Et Martin Latouche se mit à rire… et M. Hippolyte Patard rit aussi, de bon cœur, cette fois… rit non seulement de sa propre image évoquée par Martin Latouche, mais encore de sa propre peur devant la boîte qui marche.

Comme tout s’expliquait naturellement !… Et tout, ne devait-il pas, en vérité, s’expliquer naturellement !… Il y a des moments où l’homme n’est pas plus raisonnable qu’un enfant, pensait M. Patard. Avait-il été ridicule avec la Babette et toute son histoire de vielleux !

Ah !… après tant d’émotions cruelles, ce fut un bon moment ! M. Patard s’attendrit sur le sort de ce vieux garçon de Martin Latouche qui subissait, comme tant d’autres, hélas ! la tyrannie de sa vieille servante…

— Ne me plaignez pas trop !… fit entendre celui-ci, en ressortant son bon sourire… Si je n’avais pas la Babette, je serais depuis longtemps sur la paille avec mes manies !… Nous ne sommes pas riches, et j’ai fait de vraies bêtises, au commencement, pour ma collection !… Cette bonne Babette, elle est obligée de couper les sous en quatre ; elle se prive de tout pour moi !… Et elle me soigne comme une mère… Mais quant à ça ! elle ne peut pas entendre la musique !…

Puis un soupir de Martin Matouche qui s’en va à la muraille et passe une main dévote sur ses chers instruments dont la pauvre âme endormie n’attend que la caresse de ses doigts pour gémir avec leur maître…

— Alors, je les caresse tout doux !… tout doux !… si doux qu’il n’y a que nous à savoir que nous pleurons !… et puis, quelquefois… quand j’ai réussi à envoyer la Babette en courses… alors je prends ma petite guiterne à laquelle j’ai mis les plus vieilles cordes que j’ai pu trouver ! et je joue des airs lointains comme un vrai troubadour… Non, non, je ne suis pas trop malheureux, Monsieur le secrétaire perpétuel !… croyez-moi !… Et puis, il faut que je vous dise : j’ai mon piano !… Alors, je fais tout ce que je veux avec mon piano !… je joue tous les airs que je veux… des airs terribles, des ouvertures tonitruantes, des marches à tous les abîmes !… Ah ! c’est un piano magnifique et qui ne dérange point Babette quand elle fait sa vaisselle !…

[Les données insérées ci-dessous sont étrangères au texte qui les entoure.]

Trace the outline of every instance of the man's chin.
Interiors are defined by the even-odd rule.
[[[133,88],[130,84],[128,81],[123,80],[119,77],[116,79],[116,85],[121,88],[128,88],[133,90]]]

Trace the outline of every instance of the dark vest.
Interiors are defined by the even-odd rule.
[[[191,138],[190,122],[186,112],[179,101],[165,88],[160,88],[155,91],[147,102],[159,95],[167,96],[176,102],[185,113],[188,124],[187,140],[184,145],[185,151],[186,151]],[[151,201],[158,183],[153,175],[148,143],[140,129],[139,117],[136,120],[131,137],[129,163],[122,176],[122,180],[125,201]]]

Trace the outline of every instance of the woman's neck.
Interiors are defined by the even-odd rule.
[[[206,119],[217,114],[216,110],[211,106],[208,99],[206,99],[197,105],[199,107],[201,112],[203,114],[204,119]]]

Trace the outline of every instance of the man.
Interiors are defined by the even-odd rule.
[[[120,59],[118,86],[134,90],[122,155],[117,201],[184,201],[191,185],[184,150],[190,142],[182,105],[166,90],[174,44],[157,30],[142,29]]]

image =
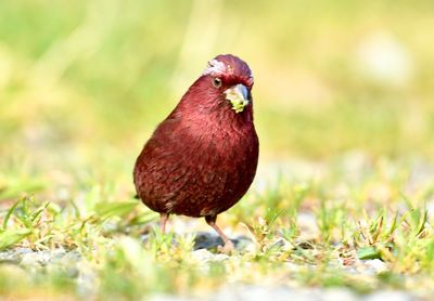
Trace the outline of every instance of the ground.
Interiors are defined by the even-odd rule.
[[[221,241],[203,220],[171,217],[171,231],[159,233],[157,214],[128,194],[127,183],[60,189],[54,201],[38,193],[50,183],[35,179],[10,179],[1,189],[3,296],[429,300],[433,293],[426,200],[434,166],[418,159],[353,152],[330,162],[261,166],[248,194],[219,217],[237,246],[231,256],[217,251]]]

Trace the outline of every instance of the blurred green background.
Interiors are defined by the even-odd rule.
[[[1,166],[128,171],[219,53],[253,69],[261,160],[432,157],[433,28],[432,0],[3,0]]]

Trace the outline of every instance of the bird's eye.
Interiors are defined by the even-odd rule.
[[[213,79],[213,84],[216,88],[220,88],[221,87],[221,79],[219,79],[218,77]]]

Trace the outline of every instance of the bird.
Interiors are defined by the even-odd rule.
[[[224,241],[219,249],[234,250],[216,220],[244,196],[256,174],[253,84],[240,57],[215,56],[144,144],[133,183],[142,202],[159,213],[163,233],[170,214],[205,218]]]

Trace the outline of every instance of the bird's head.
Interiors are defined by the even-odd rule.
[[[217,55],[208,62],[203,78],[213,94],[227,102],[235,113],[243,112],[252,103],[253,75],[241,58],[231,54]]]
[[[252,114],[253,75],[247,64],[232,54],[220,54],[208,62],[202,76],[184,95],[187,103],[203,112],[230,110]]]

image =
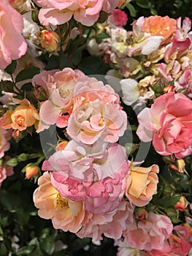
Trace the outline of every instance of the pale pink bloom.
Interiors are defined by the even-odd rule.
[[[64,150],[57,151],[45,161],[42,168],[47,169],[46,165],[49,164],[50,170],[58,171],[65,177],[92,182],[113,178],[126,162],[126,148],[118,143],[97,141],[90,146],[72,140]],[[70,167],[67,169],[68,165]]]
[[[123,26],[126,25],[128,21],[127,14],[120,9],[114,10],[111,12],[110,15],[108,18],[107,22],[110,25],[115,26]]]
[[[0,118],[0,120],[2,118]],[[10,130],[5,129],[0,127],[0,158],[4,155],[4,151],[10,148],[9,140],[11,138]]]
[[[171,219],[166,216],[150,212],[146,220],[131,223],[123,236],[130,247],[147,251],[161,250],[172,229]]]
[[[160,34],[151,34],[149,31],[142,31],[145,18],[142,16],[133,23],[133,43],[128,46],[127,55],[149,55],[157,50],[164,37]]]
[[[93,26],[99,18],[101,10],[112,11],[119,4],[118,0],[35,0],[42,7],[39,14],[40,23],[44,26],[61,25],[69,21],[72,16],[77,22]]]
[[[21,34],[24,27],[21,15],[8,0],[1,0],[0,11],[0,69],[4,69],[26,53],[27,44]]]
[[[34,192],[34,201],[39,208],[39,216],[50,219],[54,228],[77,232],[85,218],[83,203],[63,197],[53,187],[48,172],[39,178],[38,184],[39,187]]]
[[[91,237],[93,241],[102,240],[102,234],[119,239],[123,230],[133,221],[133,212],[130,203],[123,200],[112,212],[98,215],[87,213],[87,222],[76,235],[80,238]]]
[[[85,78],[77,83],[73,93],[74,103],[66,128],[68,135],[85,144],[99,139],[118,141],[126,129],[127,116],[113,89],[93,78]]]
[[[127,178],[126,196],[137,206],[145,206],[157,193],[159,168],[157,165],[148,167],[130,165],[131,173]]]
[[[72,166],[67,163],[64,165],[62,161],[61,165],[62,172],[53,170],[51,182],[64,197],[75,201],[84,200],[86,210],[94,214],[110,212],[118,206],[124,195],[126,175],[129,171],[127,161],[118,167],[118,171],[115,171],[112,177],[93,181],[68,178],[64,173],[66,170],[67,173]],[[45,161],[42,170],[53,170],[51,163]]]
[[[151,108],[137,116],[137,134],[144,142],[153,140],[161,155],[183,158],[192,152],[192,102],[181,93],[168,92],[158,97]]]
[[[8,165],[0,166],[0,187],[7,176],[13,175],[12,167]]]
[[[177,53],[177,57],[180,56],[191,45],[192,32],[189,32],[191,27],[191,20],[185,17],[181,26],[181,18],[177,20],[177,28],[173,41],[166,48],[164,59],[168,61],[172,54]]]
[[[129,247],[126,242],[121,239],[115,241],[114,245],[118,246],[117,256],[144,256],[145,255],[145,252]]]
[[[35,86],[42,86],[47,100],[41,105],[39,110],[40,127],[38,132],[56,124],[65,127],[73,107],[73,90],[78,78],[85,77],[80,70],[64,68],[63,70],[43,70],[33,78]],[[49,113],[49,115],[47,115]]]

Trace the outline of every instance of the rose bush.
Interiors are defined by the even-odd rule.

Là-dessus, Martin Latouche se précipita à un piano et se rua sur les touches, parcourant avec une véritable rage toute l’étendue du clavier. M. Hippolyte Patard s’attendait à la clameur forcenée de l’instrument. Mais, malgré tout le travail que lui faisait subir son maître, il resta muet. C’était un piano muet, qui ne rend par conséquent aucun son, et que l’on fabrique pour ceux qui veulent s’exercer aux gammes sans gêner l’oreille des voisins.

Martin Latouche dit, la tête en amère, les boucles des cheveux au vent de son inspiration, les yeux au ciel, et les mains bondissantes :

— J’en joue quelquefois toute la journée… Et il n’y a que moi qui l’entends ! Mais il est assourdissant !… Oh ! c’est un véritable orchestre !…

Et puis, brusquement, il referma le piano et M. Hippolyte Patard vit qu’il pleurait… alors, M. le secrétaire perpétuel s’approcha de l’amateur de musique.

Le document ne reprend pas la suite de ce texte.